# System identification - Unleashing the algorithms

Motivation. During the last decades there have been impressive advances in control theory, offering new means for industry to meet the challenges of today’s society. For example, nonlinear and economic MPC together with distributed networked control opens up for large improvements in efficiency and flexibility in process industry. However, technology shifts in this type of industry is notoriously difficult, involving huge investments and training of a wide palette of personell, not to mention the business side. Since long it has been recognized that adequate dynamic process models are necessary to be able benefit from this new technology and that acquiring such models is in general very costly and time-consuming, also requiring highly skilled personnel, thus severely hampering the introduction and maintenance of advanced control. Encouraged by the spectacular success of applying machine learning tools for sequential decision making and control of dynamical systems, the industry is now turning to this area in hope that it will accomodate their needs.
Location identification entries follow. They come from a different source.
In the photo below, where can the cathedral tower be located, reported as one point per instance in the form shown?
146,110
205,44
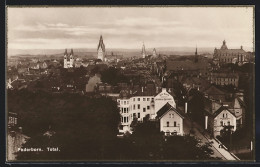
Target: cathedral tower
143,51
65,59
101,49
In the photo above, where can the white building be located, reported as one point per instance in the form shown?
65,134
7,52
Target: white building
140,104
221,118
68,59
171,120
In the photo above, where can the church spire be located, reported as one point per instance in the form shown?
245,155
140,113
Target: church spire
196,55
143,51
101,49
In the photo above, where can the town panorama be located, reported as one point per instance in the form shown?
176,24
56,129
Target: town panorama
144,104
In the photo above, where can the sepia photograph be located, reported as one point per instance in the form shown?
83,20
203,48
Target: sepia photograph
130,83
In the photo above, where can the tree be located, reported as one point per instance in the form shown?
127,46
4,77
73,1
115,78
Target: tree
85,128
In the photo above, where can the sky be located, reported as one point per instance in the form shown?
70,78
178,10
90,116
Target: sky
129,27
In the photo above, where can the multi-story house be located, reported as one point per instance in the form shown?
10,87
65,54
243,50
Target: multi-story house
140,104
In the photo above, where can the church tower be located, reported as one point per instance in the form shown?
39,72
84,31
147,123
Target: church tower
154,53
71,59
224,46
196,55
65,59
143,51
101,49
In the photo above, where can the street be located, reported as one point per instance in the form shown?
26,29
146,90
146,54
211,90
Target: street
217,152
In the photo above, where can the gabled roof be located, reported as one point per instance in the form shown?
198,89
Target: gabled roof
213,90
221,109
167,107
242,103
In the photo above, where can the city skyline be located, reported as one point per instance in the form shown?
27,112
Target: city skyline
57,28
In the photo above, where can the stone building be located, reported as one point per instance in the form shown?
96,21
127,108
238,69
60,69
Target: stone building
171,120
137,104
224,55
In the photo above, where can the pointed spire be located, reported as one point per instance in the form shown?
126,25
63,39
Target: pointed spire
224,46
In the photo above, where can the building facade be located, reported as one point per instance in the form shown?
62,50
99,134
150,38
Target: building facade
171,121
101,51
68,59
221,118
224,55
143,53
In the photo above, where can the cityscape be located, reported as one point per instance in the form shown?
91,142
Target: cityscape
132,96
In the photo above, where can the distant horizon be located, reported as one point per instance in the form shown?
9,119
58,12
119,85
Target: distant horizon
129,27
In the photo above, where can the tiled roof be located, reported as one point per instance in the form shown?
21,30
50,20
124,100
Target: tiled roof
221,109
213,90
225,75
166,108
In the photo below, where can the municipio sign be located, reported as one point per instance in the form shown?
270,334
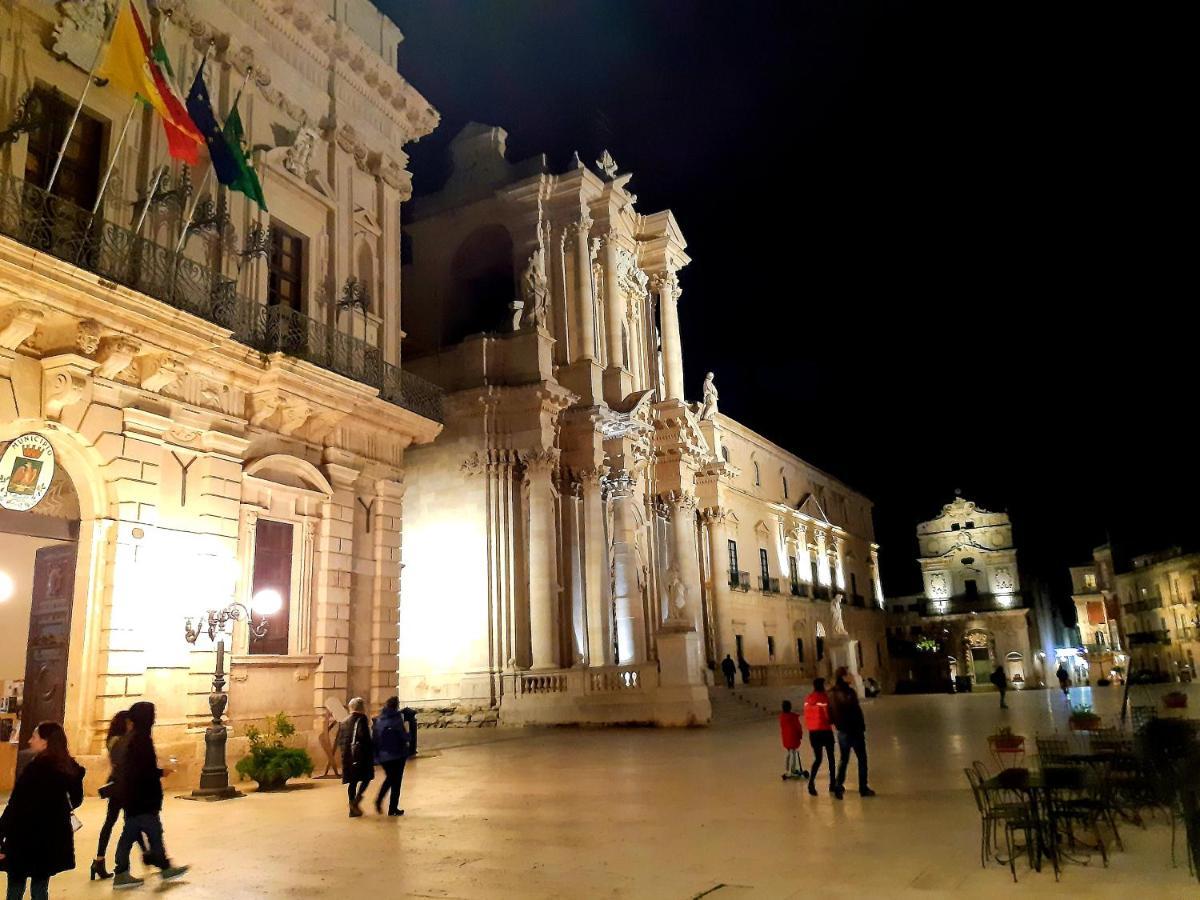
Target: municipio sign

The main paradigm in machine learning for sequential decision making is to combine reinforcement learning with a very flexible function approximator, e.g. a deep learning network, thus requiring huge data sets for the training. While this works well in, e.g., board and video games, where lots of data from a wide variety of scenaria can be obtained almost instantaneously and virtually at no cost, the situation is vastly different in process industry. Here, while huge data bases of historical data are continuously expanding, these data are mainly collected during well controlled operating conditions, offering limited information in regards to process dynamics outside a rather narrow envelope. {\em Highly flexible black-box models trained using this type of data run a large risk of exhibiting unexpected behaviour in operating regimes where advanced control is critical, potentially leading to catastrophic behaviour of the control}. Collecting additional data is very costly and time-consuming. Industry seems to gradually becoming aware of this issue, resulting in a more guarded stance regarding what the new technology can offer.

Aim and significance. The purpose of this project is to tackle the above problem by

developing autonomous learning methods where physical system properties are incorporated in flexible black-box models such as deep learning networks, in a reliable and modularized way.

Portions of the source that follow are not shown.